We use Binary Search on queries to find the minimum k we need that can make zero array.

We can check by building difference array, where for each query = [l, r, v], we update diff[l] += val, diff[r+1] -= val, only two positions can represent the whole range. Because we need to calculate prefixSum, so if we add val at the beginning left of the range, we can keep this val in prefixSum until right+1, that's why we need to subtract val at right+1 in the end.

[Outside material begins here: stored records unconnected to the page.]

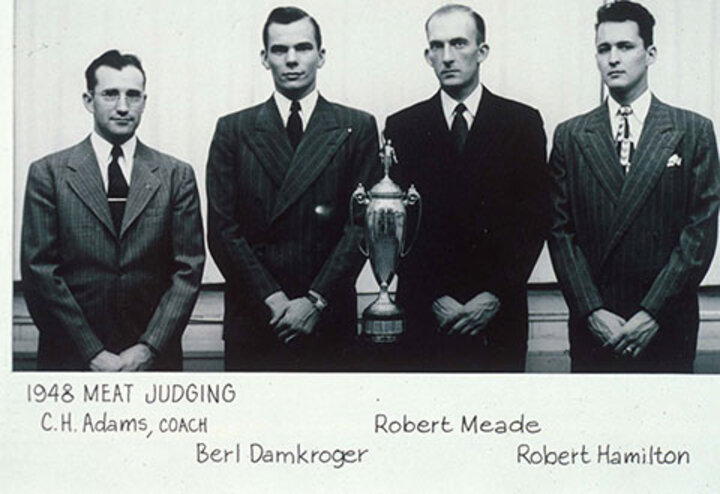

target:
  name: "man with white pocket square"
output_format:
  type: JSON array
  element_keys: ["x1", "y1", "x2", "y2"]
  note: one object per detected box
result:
[{"x1": 549, "y1": 1, "x2": 720, "y2": 372}]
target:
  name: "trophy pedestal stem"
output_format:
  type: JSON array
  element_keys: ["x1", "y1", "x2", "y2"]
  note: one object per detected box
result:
[{"x1": 361, "y1": 283, "x2": 405, "y2": 343}]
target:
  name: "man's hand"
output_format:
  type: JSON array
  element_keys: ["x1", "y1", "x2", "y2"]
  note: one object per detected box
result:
[
  {"x1": 448, "y1": 292, "x2": 500, "y2": 336},
  {"x1": 588, "y1": 309, "x2": 625, "y2": 346},
  {"x1": 265, "y1": 291, "x2": 290, "y2": 327},
  {"x1": 432, "y1": 295, "x2": 462, "y2": 331},
  {"x1": 90, "y1": 350, "x2": 122, "y2": 372},
  {"x1": 119, "y1": 343, "x2": 154, "y2": 372},
  {"x1": 275, "y1": 297, "x2": 320, "y2": 343},
  {"x1": 608, "y1": 310, "x2": 660, "y2": 358}
]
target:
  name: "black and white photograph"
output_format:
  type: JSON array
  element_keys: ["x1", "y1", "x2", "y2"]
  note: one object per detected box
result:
[{"x1": 0, "y1": 0, "x2": 720, "y2": 493}]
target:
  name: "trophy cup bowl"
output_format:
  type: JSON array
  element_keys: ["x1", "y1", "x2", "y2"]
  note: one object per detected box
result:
[{"x1": 350, "y1": 142, "x2": 422, "y2": 343}]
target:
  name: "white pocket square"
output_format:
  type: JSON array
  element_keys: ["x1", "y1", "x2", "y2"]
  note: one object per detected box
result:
[{"x1": 665, "y1": 154, "x2": 682, "y2": 168}]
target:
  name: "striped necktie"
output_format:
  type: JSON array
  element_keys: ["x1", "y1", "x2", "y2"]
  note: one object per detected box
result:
[
  {"x1": 615, "y1": 106, "x2": 635, "y2": 175},
  {"x1": 450, "y1": 103, "x2": 468, "y2": 154}
]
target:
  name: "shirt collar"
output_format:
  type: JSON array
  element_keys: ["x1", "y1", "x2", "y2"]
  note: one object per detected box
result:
[
  {"x1": 440, "y1": 84, "x2": 483, "y2": 127},
  {"x1": 90, "y1": 130, "x2": 137, "y2": 165},
  {"x1": 273, "y1": 89, "x2": 320, "y2": 128},
  {"x1": 608, "y1": 89, "x2": 652, "y2": 124}
]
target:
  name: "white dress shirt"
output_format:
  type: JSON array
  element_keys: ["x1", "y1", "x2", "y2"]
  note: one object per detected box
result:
[
  {"x1": 440, "y1": 84, "x2": 483, "y2": 129},
  {"x1": 90, "y1": 131, "x2": 137, "y2": 192},
  {"x1": 608, "y1": 90, "x2": 652, "y2": 148},
  {"x1": 273, "y1": 89, "x2": 319, "y2": 132}
]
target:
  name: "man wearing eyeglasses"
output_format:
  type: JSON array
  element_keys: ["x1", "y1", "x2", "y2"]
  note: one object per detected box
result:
[{"x1": 21, "y1": 50, "x2": 205, "y2": 371}]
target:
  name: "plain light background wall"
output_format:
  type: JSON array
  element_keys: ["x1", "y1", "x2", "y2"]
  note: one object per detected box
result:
[{"x1": 14, "y1": 0, "x2": 720, "y2": 290}]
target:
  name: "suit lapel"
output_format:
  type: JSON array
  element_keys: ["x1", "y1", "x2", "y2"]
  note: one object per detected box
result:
[
  {"x1": 67, "y1": 137, "x2": 116, "y2": 235},
  {"x1": 603, "y1": 97, "x2": 681, "y2": 262},
  {"x1": 420, "y1": 91, "x2": 454, "y2": 170},
  {"x1": 462, "y1": 88, "x2": 503, "y2": 163},
  {"x1": 579, "y1": 104, "x2": 624, "y2": 202},
  {"x1": 247, "y1": 98, "x2": 293, "y2": 187},
  {"x1": 270, "y1": 96, "x2": 352, "y2": 222},
  {"x1": 120, "y1": 141, "x2": 160, "y2": 237}
]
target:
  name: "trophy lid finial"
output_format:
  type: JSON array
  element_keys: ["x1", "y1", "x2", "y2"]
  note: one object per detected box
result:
[{"x1": 380, "y1": 139, "x2": 397, "y2": 176}]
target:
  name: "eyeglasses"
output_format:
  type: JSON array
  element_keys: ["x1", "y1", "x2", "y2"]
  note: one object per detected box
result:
[{"x1": 92, "y1": 89, "x2": 145, "y2": 106}]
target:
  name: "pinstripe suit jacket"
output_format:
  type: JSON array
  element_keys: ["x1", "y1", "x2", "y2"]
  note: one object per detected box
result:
[
  {"x1": 207, "y1": 96, "x2": 380, "y2": 352},
  {"x1": 550, "y1": 97, "x2": 720, "y2": 367},
  {"x1": 21, "y1": 138, "x2": 205, "y2": 370}
]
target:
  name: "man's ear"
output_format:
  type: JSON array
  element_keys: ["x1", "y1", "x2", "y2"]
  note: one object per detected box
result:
[
  {"x1": 478, "y1": 43, "x2": 490, "y2": 64},
  {"x1": 83, "y1": 92, "x2": 95, "y2": 113},
  {"x1": 645, "y1": 45, "x2": 657, "y2": 67}
]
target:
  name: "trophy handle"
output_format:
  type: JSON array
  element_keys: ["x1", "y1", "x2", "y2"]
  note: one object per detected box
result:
[
  {"x1": 400, "y1": 185, "x2": 422, "y2": 257},
  {"x1": 350, "y1": 184, "x2": 370, "y2": 257}
]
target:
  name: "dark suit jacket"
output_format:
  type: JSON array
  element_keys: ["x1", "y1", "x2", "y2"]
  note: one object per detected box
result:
[
  {"x1": 385, "y1": 88, "x2": 549, "y2": 370},
  {"x1": 550, "y1": 97, "x2": 719, "y2": 370},
  {"x1": 21, "y1": 137, "x2": 205, "y2": 369},
  {"x1": 207, "y1": 96, "x2": 380, "y2": 368}
]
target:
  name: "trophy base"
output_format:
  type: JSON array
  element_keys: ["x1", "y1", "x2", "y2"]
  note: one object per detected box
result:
[{"x1": 361, "y1": 303, "x2": 405, "y2": 343}]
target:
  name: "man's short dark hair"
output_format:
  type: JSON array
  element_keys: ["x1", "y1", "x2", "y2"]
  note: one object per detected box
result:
[
  {"x1": 85, "y1": 50, "x2": 147, "y2": 91},
  {"x1": 263, "y1": 7, "x2": 322, "y2": 50},
  {"x1": 425, "y1": 3, "x2": 485, "y2": 45},
  {"x1": 595, "y1": 0, "x2": 655, "y2": 48}
]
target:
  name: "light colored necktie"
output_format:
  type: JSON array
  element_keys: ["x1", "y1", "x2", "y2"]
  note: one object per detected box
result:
[{"x1": 615, "y1": 106, "x2": 634, "y2": 175}]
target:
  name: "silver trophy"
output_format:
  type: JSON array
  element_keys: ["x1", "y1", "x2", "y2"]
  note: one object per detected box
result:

Each time we update the prefixSum, we also need to compare it with nums[i] to make sure prefixSum >= nums[i] for every element in nums. Otherwise, we can return False.

Python Solution:

class Solution:
    def minZeroArray(self, nums: List[int], queries: List[List[int]]) -> int:
        # Build differenceArray, +val at left, -val at right+1
        # Calculate the prefixSum and compare with each nums[i]
        # Want all current prefixSum >= nums[i]
        # Then use Binary Search to find the correct k, update to search the left of current k

        # TC: O((n+m)log(m)), m=len(queries), SC: O(n)
        def buildArray(k):
            diff = [0] * (len(nums) + 1)
            # Update diff for difference array
            for i in range(k):
                l, r, v = queries[i]
                diff[l] += v
                diff[r+1] -= v
            # Compare if prefixSum >= each elem in nums
            prefixSum = 0
            for i in range(len(nums)):
                prefixSum += diff[i]
                if prefixSum < nums[i]:
                    return False
            return True
        
        # Run Binary Search to find the correct k
        l, r = 0, len(queries)
        ans = float("inf")
        while l <= r:
            m = (l+r) // 2
            # If we successfully find one, find m's left
            if buildArray(m):
                ans = m
                r = m - 1
            else:
                l = m + 1
        return -1 if ans == float("inf") else ans

Time Complexity: $O((n+m)log(m))$, n is len(nums), m is len(queries). We apply Binary Search on queries, and each time we need to search on nums and queries.
Space Complexity: $O(n)$, we create a difference array = len(nums)+1 each time.